There was still a lot of time remaining before the new November article is published, I started to think how to solve the interpolation problem.
I could not reproduce the method used to produce the candidate matrices and their weights (you gave a clue that it was shrinkage, but the shrinkage factor appeared to be all over the place without any codeable rhyme or reason).
After many experiments I stumbled upon a quite simple method, based on a kernel smoothing idea. It consists of 3 steps:
1. Round correlations as per handcrafting method:
if c <= 0.25, then it's 0
if c > 0.7, then it's 0.9
otherwise it is 0.5
2. Match the rounded correlations to a candidate matrix (it will be an exact match obviously) to get weights
3. Do steps 1 and 2 for the neighbouring correlation values. Average the resulting weights. That's it.
For example, say we have correlations [a b c]

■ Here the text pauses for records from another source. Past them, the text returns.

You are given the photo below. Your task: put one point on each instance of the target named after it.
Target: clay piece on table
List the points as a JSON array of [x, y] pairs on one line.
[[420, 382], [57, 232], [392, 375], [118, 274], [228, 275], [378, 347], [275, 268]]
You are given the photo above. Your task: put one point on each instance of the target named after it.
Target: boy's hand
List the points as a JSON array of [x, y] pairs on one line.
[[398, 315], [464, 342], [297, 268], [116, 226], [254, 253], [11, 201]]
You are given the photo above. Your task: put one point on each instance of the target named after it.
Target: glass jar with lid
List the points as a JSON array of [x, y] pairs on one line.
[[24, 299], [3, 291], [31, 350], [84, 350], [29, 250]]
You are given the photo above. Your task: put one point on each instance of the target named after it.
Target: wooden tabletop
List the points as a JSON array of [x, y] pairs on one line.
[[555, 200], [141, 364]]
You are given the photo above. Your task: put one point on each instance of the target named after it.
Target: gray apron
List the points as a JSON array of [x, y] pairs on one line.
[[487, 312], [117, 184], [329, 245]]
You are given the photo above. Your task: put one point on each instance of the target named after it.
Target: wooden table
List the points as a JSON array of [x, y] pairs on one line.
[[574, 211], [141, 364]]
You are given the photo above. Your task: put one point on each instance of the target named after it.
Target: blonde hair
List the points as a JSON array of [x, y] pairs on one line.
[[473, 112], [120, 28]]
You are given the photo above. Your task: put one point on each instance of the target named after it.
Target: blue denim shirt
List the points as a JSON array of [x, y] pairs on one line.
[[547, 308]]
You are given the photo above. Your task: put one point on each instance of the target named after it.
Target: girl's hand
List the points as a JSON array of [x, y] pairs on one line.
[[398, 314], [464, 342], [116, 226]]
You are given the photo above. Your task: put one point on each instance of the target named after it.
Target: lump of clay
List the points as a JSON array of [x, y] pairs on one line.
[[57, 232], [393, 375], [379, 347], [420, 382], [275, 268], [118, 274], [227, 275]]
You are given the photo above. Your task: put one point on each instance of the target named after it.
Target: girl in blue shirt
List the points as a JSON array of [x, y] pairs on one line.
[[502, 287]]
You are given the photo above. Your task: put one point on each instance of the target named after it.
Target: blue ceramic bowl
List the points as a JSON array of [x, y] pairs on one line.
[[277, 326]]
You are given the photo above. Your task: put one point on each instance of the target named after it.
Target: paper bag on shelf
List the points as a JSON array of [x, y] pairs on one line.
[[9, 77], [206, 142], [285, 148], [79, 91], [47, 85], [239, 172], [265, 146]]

We iterate through neighbouring values (using some sensible step size, like 0.05):
x = [a - 0.2; a + 0.2]
y = [b - 0.2; b + 0.2]
z = [c - 0.2; c + 0.2]
and do steps 1 and 2 for [x y z]
The result looks much more sensible than the (1/Euclidean distance) method from the previous post. This is the same experiment of interpolating [0 x 0] where x runs from 0 to 0.99:
View attachment 243527
This basic method is akin to using a very naive kernel smoother (taking simple average of all neighbouring points up to distance of 0.2). I have tried a more "academic" approach - using the Gaussian kernel, but the results were almost identical so it's not worth bothering with this additional complication.